ここにあるスバルのHigh Performance X Future Concept(以下ハイパフォX)もそんな一台。今回はシーズン途中にもかかわらず、レースカーをテストコースで有り難く味見させていただく機会を得た。
ハイパフォXと名乗るものの、一見すればベースは誰もがわかるWRX S4。バイオエタノールを20%含む低炭素燃料E20で走っている一台だ。スバルでは2023年までBRZをCN燃料で走らせていたが、その時はNAだった。
だが、今回はベースと同じく2.4Lターボ。ターボとなることで燃焼圧も燃料噴射量も増える関係で、オイルに燃料が溶け込んでしまうダイリューション(希釈)が厳しい。
また、燃料の発熱量がハイオクガソリンに比べて低いため、多めに燃料を噴かなければパワーを出しにくいという側面もある。

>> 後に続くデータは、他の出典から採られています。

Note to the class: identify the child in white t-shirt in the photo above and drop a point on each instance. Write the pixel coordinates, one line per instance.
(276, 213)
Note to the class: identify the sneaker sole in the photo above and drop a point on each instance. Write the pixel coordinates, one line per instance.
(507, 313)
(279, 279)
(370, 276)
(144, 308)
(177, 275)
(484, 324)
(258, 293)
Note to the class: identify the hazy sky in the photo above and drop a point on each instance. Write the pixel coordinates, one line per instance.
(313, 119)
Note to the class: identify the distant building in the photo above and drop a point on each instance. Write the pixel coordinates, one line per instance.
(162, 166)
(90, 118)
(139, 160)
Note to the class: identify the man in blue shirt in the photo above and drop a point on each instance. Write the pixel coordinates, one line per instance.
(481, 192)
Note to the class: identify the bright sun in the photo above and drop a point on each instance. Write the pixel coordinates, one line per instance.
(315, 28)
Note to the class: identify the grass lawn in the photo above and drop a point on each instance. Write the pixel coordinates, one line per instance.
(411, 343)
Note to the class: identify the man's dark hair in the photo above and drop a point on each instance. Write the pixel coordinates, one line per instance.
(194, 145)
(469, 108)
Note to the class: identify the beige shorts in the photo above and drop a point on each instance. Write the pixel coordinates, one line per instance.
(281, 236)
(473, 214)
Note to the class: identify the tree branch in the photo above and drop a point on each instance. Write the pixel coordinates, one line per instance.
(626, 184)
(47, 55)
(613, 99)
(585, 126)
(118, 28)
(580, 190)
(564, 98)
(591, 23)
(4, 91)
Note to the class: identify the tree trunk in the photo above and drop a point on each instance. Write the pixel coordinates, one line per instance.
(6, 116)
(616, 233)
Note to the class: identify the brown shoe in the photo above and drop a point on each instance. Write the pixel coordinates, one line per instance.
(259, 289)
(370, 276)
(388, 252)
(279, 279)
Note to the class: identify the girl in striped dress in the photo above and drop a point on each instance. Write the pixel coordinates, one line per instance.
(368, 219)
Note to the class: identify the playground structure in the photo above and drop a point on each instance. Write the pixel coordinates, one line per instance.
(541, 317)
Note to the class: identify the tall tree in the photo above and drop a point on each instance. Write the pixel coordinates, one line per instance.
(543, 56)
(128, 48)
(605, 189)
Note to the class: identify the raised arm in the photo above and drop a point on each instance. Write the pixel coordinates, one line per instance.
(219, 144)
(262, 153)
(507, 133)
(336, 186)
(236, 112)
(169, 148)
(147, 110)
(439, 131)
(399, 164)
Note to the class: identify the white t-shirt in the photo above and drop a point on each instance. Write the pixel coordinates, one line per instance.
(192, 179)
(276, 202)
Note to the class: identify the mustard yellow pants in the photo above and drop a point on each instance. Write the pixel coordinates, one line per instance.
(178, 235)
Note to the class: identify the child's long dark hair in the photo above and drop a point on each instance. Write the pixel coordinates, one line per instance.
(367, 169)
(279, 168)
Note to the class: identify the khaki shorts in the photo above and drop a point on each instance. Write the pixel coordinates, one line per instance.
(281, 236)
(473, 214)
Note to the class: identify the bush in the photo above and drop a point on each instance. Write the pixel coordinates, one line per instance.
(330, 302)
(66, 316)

ダイリューションには油温を高めにしてオイルに溶け込んだ燃料を揮発させたりすることで問題をクリア。今では12時間ごとのオイル交換で問題なく走るようになったそうだ。
スバルの未来を予感させる走り
ここまではよくありがちなST-Qクラスの車両話なのだが、ハイパフォXはそこから先が面白い。

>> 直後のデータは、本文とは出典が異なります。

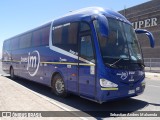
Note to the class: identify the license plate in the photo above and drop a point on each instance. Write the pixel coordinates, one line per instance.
(131, 91)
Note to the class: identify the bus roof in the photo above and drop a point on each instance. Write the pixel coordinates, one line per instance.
(77, 15)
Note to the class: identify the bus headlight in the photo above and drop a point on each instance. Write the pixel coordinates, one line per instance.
(107, 83)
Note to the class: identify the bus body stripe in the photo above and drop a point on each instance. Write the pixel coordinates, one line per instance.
(109, 88)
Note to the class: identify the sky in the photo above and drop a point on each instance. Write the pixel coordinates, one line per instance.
(18, 16)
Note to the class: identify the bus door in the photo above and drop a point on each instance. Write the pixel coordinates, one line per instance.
(86, 68)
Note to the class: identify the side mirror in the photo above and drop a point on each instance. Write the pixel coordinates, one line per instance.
(149, 34)
(102, 24)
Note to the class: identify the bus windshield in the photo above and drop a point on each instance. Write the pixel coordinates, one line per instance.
(121, 45)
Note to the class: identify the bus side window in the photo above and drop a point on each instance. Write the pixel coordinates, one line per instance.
(36, 40)
(15, 43)
(25, 40)
(7, 45)
(86, 49)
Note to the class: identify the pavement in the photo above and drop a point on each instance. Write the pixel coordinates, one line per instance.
(15, 97)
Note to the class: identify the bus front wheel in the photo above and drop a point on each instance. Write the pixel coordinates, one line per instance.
(58, 86)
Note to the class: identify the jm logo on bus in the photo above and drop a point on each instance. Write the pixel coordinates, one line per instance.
(33, 61)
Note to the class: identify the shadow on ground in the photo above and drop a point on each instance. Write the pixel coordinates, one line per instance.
(89, 108)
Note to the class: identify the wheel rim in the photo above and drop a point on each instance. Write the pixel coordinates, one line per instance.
(59, 85)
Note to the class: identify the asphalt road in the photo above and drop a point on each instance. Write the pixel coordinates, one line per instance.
(148, 101)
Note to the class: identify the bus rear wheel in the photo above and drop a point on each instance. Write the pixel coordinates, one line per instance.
(58, 86)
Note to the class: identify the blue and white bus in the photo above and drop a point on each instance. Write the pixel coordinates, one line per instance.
(92, 52)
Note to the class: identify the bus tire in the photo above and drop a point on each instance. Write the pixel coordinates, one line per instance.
(12, 73)
(58, 86)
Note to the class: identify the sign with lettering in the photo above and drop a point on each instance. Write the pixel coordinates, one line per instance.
(145, 23)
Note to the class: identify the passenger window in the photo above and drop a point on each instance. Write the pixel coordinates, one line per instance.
(25, 40)
(84, 27)
(36, 38)
(86, 49)
(7, 45)
(15, 44)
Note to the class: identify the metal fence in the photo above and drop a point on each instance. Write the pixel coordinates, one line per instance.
(152, 64)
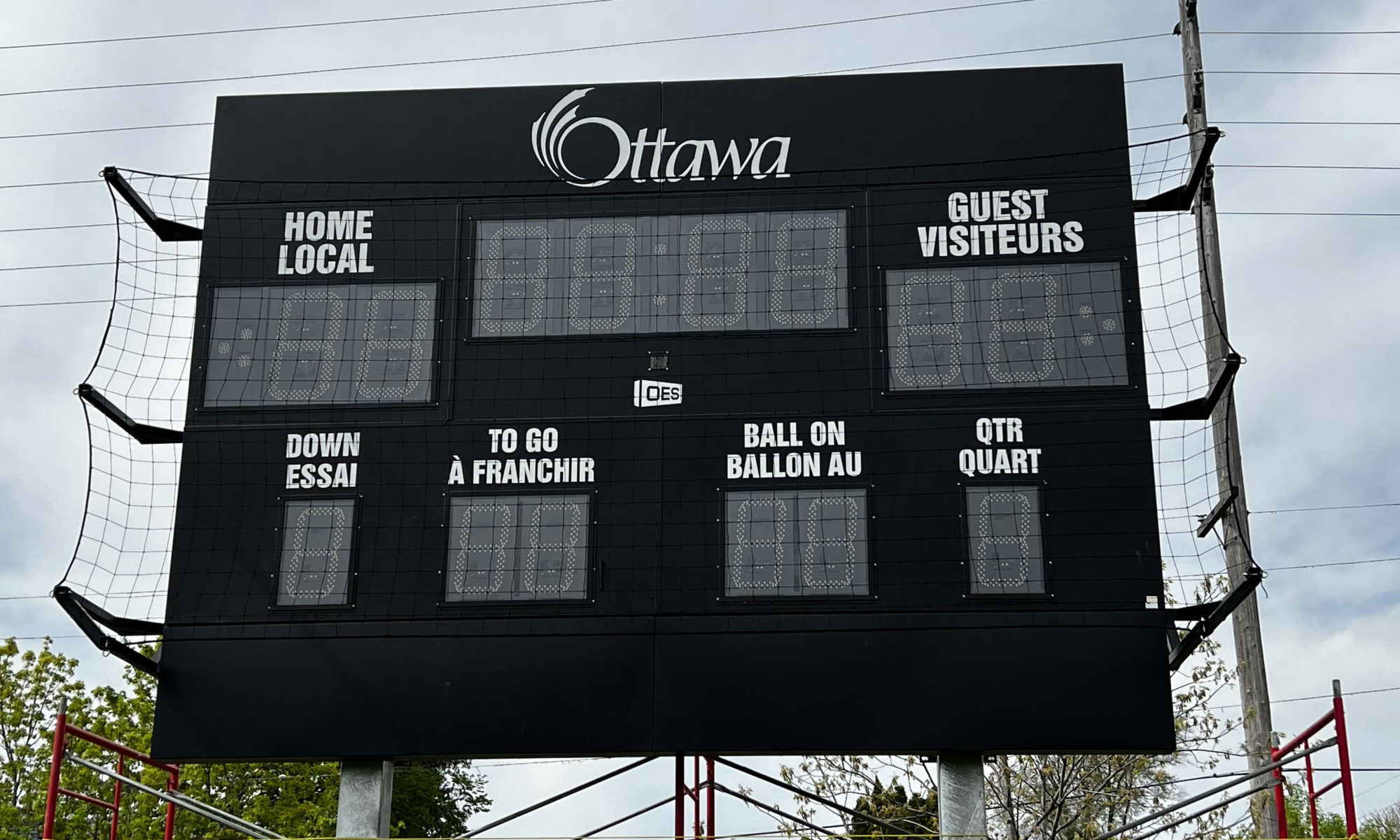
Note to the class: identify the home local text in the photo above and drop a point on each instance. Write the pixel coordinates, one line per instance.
(1016, 225)
(344, 239)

なんとかつてのWRX STIのようにDCCD(ドライバーズコントロールセンターデフ)付きのミッションを搭載。もちろんミッションは6MTだ。さらに先行開発のeLSDも装備する。eLSDは後輪間のトルク配分を電子制御するデバイスだ。
そんなハイパフォXに乗り込みいよいよ試乗開始だ。クラッチを踏み、1速に入れて高速周回路を走り出す。BRZの時と同じように、アクセル全開状態でクラッチを踏み、シフトアップを行うことが可能。ダウンシフト時もヒール&トゥいらずだ。

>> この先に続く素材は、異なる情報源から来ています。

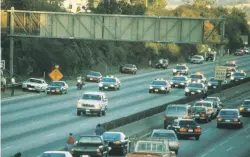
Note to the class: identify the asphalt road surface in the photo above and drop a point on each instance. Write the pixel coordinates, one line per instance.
(36, 124)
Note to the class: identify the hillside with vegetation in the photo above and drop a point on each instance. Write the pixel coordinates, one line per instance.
(34, 56)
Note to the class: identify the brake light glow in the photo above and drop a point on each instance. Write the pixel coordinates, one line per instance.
(197, 130)
(183, 130)
(236, 120)
(219, 119)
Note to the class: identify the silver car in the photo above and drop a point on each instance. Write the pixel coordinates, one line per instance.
(168, 135)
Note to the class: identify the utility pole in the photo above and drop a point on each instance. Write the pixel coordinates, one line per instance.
(11, 41)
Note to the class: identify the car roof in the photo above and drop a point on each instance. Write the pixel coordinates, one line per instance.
(94, 93)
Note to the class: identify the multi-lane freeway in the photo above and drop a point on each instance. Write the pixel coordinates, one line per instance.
(35, 124)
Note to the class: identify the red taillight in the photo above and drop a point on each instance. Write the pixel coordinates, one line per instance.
(165, 118)
(197, 130)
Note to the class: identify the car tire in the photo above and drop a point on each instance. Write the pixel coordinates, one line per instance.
(100, 114)
(78, 113)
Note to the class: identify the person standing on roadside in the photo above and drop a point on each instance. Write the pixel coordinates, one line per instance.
(70, 142)
(99, 130)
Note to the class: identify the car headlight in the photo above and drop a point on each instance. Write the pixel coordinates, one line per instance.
(79, 105)
(97, 106)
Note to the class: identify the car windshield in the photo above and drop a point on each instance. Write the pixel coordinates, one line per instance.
(179, 78)
(158, 83)
(196, 76)
(163, 135)
(53, 155)
(56, 84)
(91, 97)
(239, 74)
(35, 81)
(88, 139)
(180, 67)
(187, 122)
(112, 136)
(129, 66)
(195, 85)
(203, 104)
(228, 113)
(176, 110)
(246, 103)
(91, 73)
(150, 146)
(105, 79)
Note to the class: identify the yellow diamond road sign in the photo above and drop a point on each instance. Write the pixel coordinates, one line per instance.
(56, 75)
(220, 73)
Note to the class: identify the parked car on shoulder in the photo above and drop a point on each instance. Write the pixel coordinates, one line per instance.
(57, 87)
(117, 141)
(152, 148)
(92, 103)
(35, 84)
(169, 135)
(93, 76)
(90, 146)
(128, 68)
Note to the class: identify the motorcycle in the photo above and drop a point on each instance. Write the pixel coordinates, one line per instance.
(80, 83)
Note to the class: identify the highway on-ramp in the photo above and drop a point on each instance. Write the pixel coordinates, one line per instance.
(35, 124)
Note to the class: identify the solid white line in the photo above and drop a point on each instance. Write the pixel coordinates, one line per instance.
(50, 134)
(6, 148)
(229, 149)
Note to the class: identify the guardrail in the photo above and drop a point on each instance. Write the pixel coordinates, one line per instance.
(155, 110)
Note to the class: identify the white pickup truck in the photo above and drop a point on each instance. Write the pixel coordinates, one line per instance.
(34, 84)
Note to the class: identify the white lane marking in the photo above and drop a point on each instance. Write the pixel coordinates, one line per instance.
(7, 147)
(248, 136)
(51, 134)
(229, 149)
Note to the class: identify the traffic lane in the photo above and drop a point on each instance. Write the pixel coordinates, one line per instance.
(36, 125)
(234, 146)
(126, 77)
(211, 137)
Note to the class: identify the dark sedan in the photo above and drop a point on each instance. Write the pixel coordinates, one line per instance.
(94, 76)
(117, 141)
(229, 117)
(179, 81)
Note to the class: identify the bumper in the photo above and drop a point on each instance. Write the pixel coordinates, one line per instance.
(84, 110)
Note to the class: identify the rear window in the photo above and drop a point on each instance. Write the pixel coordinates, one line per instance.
(53, 155)
(185, 123)
(176, 110)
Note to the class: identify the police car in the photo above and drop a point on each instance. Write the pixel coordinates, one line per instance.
(181, 69)
(238, 76)
(198, 77)
(159, 86)
(109, 82)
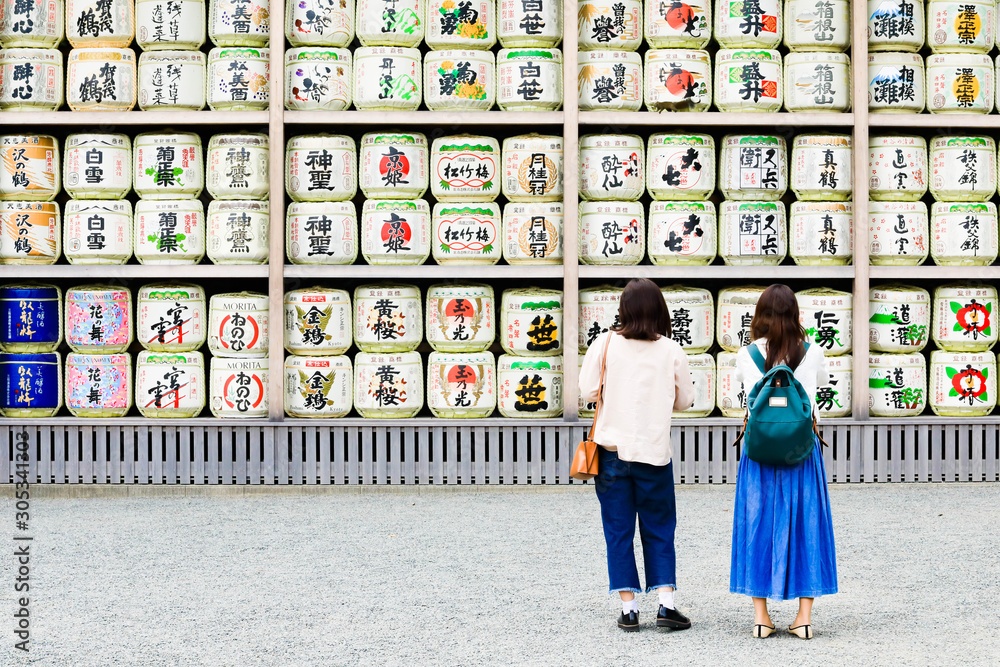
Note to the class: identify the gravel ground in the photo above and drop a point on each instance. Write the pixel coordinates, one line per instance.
(485, 577)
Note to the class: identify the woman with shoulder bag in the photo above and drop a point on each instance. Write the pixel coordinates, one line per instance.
(645, 378)
(783, 545)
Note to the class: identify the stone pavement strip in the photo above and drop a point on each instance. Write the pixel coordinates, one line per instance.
(480, 576)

また、アクセルオフ時に過給圧が下がらないようにするアンチラグ制御も盛り込まれ、どんな回転域からもレスポンスよく吹け上がるようにセットされていることが印象的だ。
熱量が少ない燃料を使っていることや、燃費を考えたセッティングのため苦労しているというが、ベースモデルに比べ100Nm(10.2kgm)のトルクアップが図られている。追い込まれた状況下に置かれたからこそ出てきた各種制御により、ストレスのない走りが可能だ。
シャシーで特に印象的だったのはeLSD。アクセルオン側とオフ側で独立して6段階に調整できるそれは、高速スラローム時にオフ側を一気に緩めてみると旋回性が飛躍的に向上するから面白い。
もちろんその際に安定感は失われるのだが、旋回に特化した仕様となり、例えばフロントタイヤがタレてしまったり、燃料が重すぎて曲がらないなどの状況時にはかなり役立ちそう。
開発陣に伺うと、ドライバーの技量や車両の状態に合わせて調整することで、誰もが速く安定して走ることも可能だとか。「これらが今後BEVの制御にも役立つのではないかと考えています」とのコメントもあった。
次世代ICEだけでなく、BEVにも役立つかもしれないというハイパフォX。ST-Qクラスへの挑戦は、さまざまな領域の技術を育ててくれそうだ。
低炭素燃料E20でレースに挑戦する意味
ハイパフォXがスーパー耐久で使用するのは、ENEOSから供給される、エタノールが20%入ったE20低炭素ガソリンだ。エタノールは植物由来のため、そのぶんカーボンニュートラルに貢献できる。
ただし、エタノールはエンジン部品にダメージを与え、発熱量が低いため燃費が落ちる。さらにエンジンの燃焼面でもハイオクに比べると落ちるなどといった多くの課題がある。
しかし、水平対向エンジンが生き残るためにはカーボンニュートラル燃料の開発も不可欠。レースで鍛えることで開発スピードを上げていくことが重要。最終戦富士ではパワーを上げて可能性を拡げていきたいという。